If you're looking for the best speeds at the edges of your Wi-Fi coverage, you should look for an adapter with one or more separate antennas that can be positioned and offer beamforming to maximize signal strength and focus your signal back to the router itself. Of course, an adapter with external antennas will sacrifice some portability.
While most modern USB Wi-Fi adapters are pretty much plug-and-play for Windows users, if you're using a Mac or a Linux system your options may be more limited, and you'll want to check the specs before buying a USB Wi-Fi adapter to make sure it's not only compatible with your operating system, but also the specific version of your operating system.

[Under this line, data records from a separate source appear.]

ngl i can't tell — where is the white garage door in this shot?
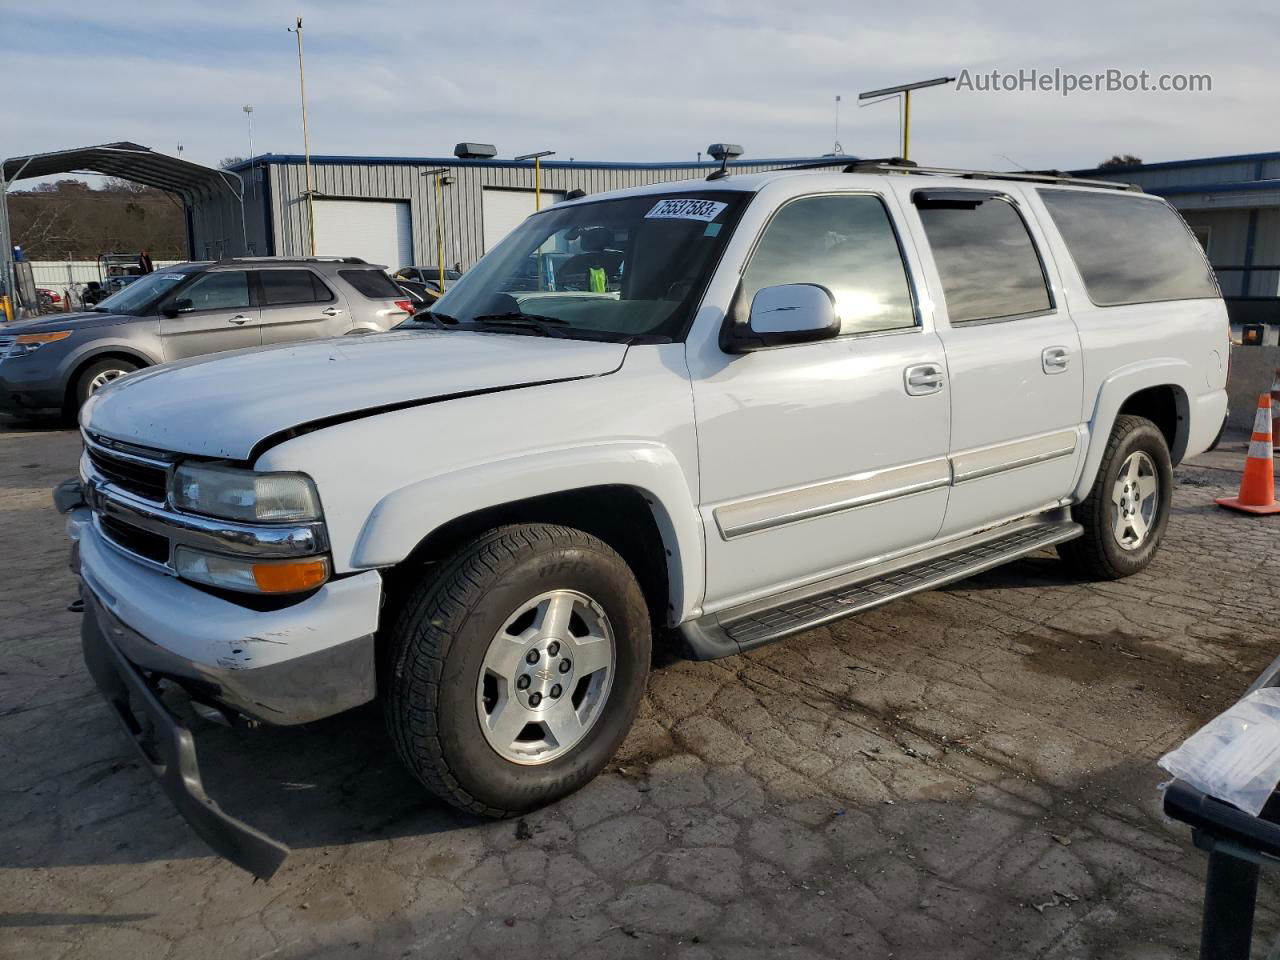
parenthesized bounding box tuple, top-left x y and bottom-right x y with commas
(312, 199, 412, 270)
(482, 188, 564, 252)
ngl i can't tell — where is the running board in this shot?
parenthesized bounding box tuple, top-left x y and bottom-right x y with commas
(680, 516, 1082, 659)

This is even more important if it's from a lesser-known brand, as you may need to install custom drivers even on Windows, and the manufacturer may not offer those drivers for other operating systems.
If you're looking for a USB Wi-Fi adapter for a game console, your options will be even more limited. Don't expect a standard USB Wi-Fi adapter to work with a PS3 or Xbox unless it very specifically lists compatibility with those devices.

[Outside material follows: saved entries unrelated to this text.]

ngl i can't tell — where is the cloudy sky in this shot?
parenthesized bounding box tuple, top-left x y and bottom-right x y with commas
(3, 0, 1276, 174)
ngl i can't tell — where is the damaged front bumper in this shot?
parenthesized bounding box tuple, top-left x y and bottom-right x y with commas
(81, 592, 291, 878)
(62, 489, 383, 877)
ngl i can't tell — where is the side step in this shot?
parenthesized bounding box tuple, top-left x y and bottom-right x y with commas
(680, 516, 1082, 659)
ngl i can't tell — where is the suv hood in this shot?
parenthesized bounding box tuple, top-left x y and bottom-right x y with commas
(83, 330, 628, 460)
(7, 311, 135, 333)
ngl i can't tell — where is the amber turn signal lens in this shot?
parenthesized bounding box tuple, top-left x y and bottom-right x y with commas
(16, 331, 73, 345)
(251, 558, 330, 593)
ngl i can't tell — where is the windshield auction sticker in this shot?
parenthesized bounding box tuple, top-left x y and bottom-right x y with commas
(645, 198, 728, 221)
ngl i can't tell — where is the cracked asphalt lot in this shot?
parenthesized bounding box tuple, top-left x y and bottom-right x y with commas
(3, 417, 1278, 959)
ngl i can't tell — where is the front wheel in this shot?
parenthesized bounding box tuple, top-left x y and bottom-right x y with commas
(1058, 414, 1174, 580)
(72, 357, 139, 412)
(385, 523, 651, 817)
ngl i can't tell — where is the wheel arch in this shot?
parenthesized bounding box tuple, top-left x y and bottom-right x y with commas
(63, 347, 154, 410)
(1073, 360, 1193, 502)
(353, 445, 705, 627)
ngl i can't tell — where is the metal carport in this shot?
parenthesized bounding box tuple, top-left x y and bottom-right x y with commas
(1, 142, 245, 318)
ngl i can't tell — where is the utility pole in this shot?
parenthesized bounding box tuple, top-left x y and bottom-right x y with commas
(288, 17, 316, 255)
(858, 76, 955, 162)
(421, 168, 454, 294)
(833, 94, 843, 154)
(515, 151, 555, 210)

Your USB Wi-Fi adapter can only offer you speeds that are as fast as the USB port on your computer, and since older USB 2.0 ports max out at 480Mbps, you're going to need to have a USB 3.0 port available on your computer if you want to benefit from the speeds offered by an AC1200 or better USB Wi-Fi adapter.
Of course, even if you don't have USB 3.0 available on your computer, this doesn't mean you can't buy a faster USB Wi-Fi adapter, as they're all backward compatible with older USB standards; you simply won't get the advertised speeds, however 480Mbps is still perfectly respectable for streaming movies and even gaming in most cases.
While Netgear is best known for its Nighthawk series of wireless routers, it also makes USB Wi-Fi adapters to complement them, bearing the same Nighthawk branding. Naturally, Netgear brings its years of networking expertise to bear in producing quality USB Wi-Fi adapters, and while they tend to be pricey, as with the company's extensive lineup of routers, you're getting what you're paying for.
Linksys is also a household name in Wi-Fi gear, having been in the business for over three decades, and having passed from independence to being a division of Cisco and later Belkin, however it still produces iconic routers under its own branding, while also offering a small lineup of USB Wi-Fi adapters that deliver solid performance at more affordable prices.
Net-Dyn is a small American family-owned business that does one thing, and does it quite well—making USB Wi-Fi adapters. While the company has branched out into a few other small products, USB Wi-Fi adapters are still its core business, and they not only offer impressive performance for the price, but they're also backed by a lifetime warranty.
While it may seem like there's a lot to consider when buying a USB Wi-Fi adapter, it's important to keep in mind that it all boils down to one thing: Getting better wireless connectivity for your PC, laptop, or console.
While you'll still almost always get better performance by plugging into your router directly, a USB Wi-Fi adapter can give you more flexibility to move around your home and save you from running Ethernet cables, and can be a great way to equip an older laptop with the latest Wi-Fi standards for when you're on the road.
That said, if you're simply looking to equip a stationary PC or game console with internet access, you may want to consider a Powerline adapter instead, which can extend a wired network connection to other parts of your home using the electrical wiring in your walls.